You are viewing a plain text version of this content. The canonical link for it is here.
Posted to user@cassandra.apache.org by osishkin osishkin <os...@gmail.com> on 2011/09/06 13:22:50 UTC

CQL and schema-less column family

Sorry for the newbie question but I failed to find a clear answer.
Can CQL be used to query a schema-less column family? can they be indexed?
That is, query for column names that do not necessarily exist in all
rows, and were not defined in advance when the column family was
created.

Thank you

Re: CQL and schema-less column family

Posted by osishkin osishkin <os...@gmail.com>.
Hi, sorry for re-posting, but it would be very helpful to get some
input on my previous post, so I'd know which direction to take.
So if anyone of the more experienced users here can help, it would be
greatly appreciated.

Thank you
Osi

---------- Forwarded message ----------
From: osishkin osishkin <os...@gmail.com>
Date: Wed, Sep 7, 2011 at 2:02 PM
Subject: Re: CQL and schema-less column family
To: user@cassandra.apache.org, eevans@acunu.com


Thank you very much Eric for your response.

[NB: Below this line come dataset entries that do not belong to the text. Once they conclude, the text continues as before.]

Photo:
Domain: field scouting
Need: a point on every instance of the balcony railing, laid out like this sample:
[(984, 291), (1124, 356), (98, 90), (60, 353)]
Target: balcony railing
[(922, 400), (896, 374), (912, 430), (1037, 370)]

Some follow-up questions come to mind:
1. What will be the performance hit for querying a coulmn name not
predefined in a schema? if it's not indexed, then I guess Cassandra
will have to iterate all rows,which will impose huge overhead.

2. Assuming my guess from the previous question is correct, then in
order to get decent performance I need to index a column.
Can you tell me if indexing a column name (not predefined in a schema)
has any performance impact?

I'm not yet sure whether CQL/secondary indexes is the right direction
for me, as opposed to manually-maintained indexes.
My application also requires range predicates columns with potentially
high numbers of unique values. From what I gather, both (range
predicates, high cardinality values) are very inefficient in
CQL/secondary indexes.
But I'd like to get the whole picture before deciding.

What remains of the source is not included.